Case in point: In my old chemical company, we added a hazard identification process specifically targeting lifts over process equipment. Why? A big crane tipped over while making a lift over process equipment. When it did, the load crashed into a storage tank, releasing its contents: hydrogen fluoride.
The only good part of this story was that that crane tipped over at a neighboring plant down the street. It happened in the Fall, on a Friday night, in a small town in Texas. With a high school football game being played downwind from the release. You can’t make this stuff up.
Naturally, we didn’t want something like that happening in our plant, so we added that hazard to our list. You can bet that company employing the electrocuted worker will add overhead lines to theirs.
That’s their business. Yours is using their experience to get better at the collective process of hazard recognition.
I suppose you could add “overhead power lines” to your list of possibilities. You’d be better off adding one simple word to every conversation about hazards.
Work always gets done in a three dimensional space. Meaning there’s things that can hurt people in front and back. On the left and the right. Above and below. Like those wires overhead, those hazards are there, whether or not they are recognized and managed.

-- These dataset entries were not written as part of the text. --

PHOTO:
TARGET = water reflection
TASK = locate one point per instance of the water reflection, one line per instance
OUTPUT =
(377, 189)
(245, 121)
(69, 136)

Asking “Where?” gets people looking for hazards in all three dimensions. For the things people already know are there. Looking for things that people might not know are there. Even checking for things that people are surprised to find are there.
Case in point. That crane that tipped over during Friday night lights. Unbeknownst to those involved and planning and doing the work, there was an underground sewer line sitting beneath the ground where one of the crane’s outriggers was positioned. When the weight of the load shifted during the lift, the outrigger punched right though that line. That’s when all heck broke loose.
Afterwards, it’s likely underground sewer lines was added to their list of potential hazards. Asking “Where?” before the event might have caused someone to have wondered what lies beneath, and checked out one more possibility.
Reminder: not every hazard is on every list.
The Last Word
Make asking where a regular part of the conversation about recognizing hazards. When it comes to sending everyone home, alive and well at the end of every day, it can make a big difference!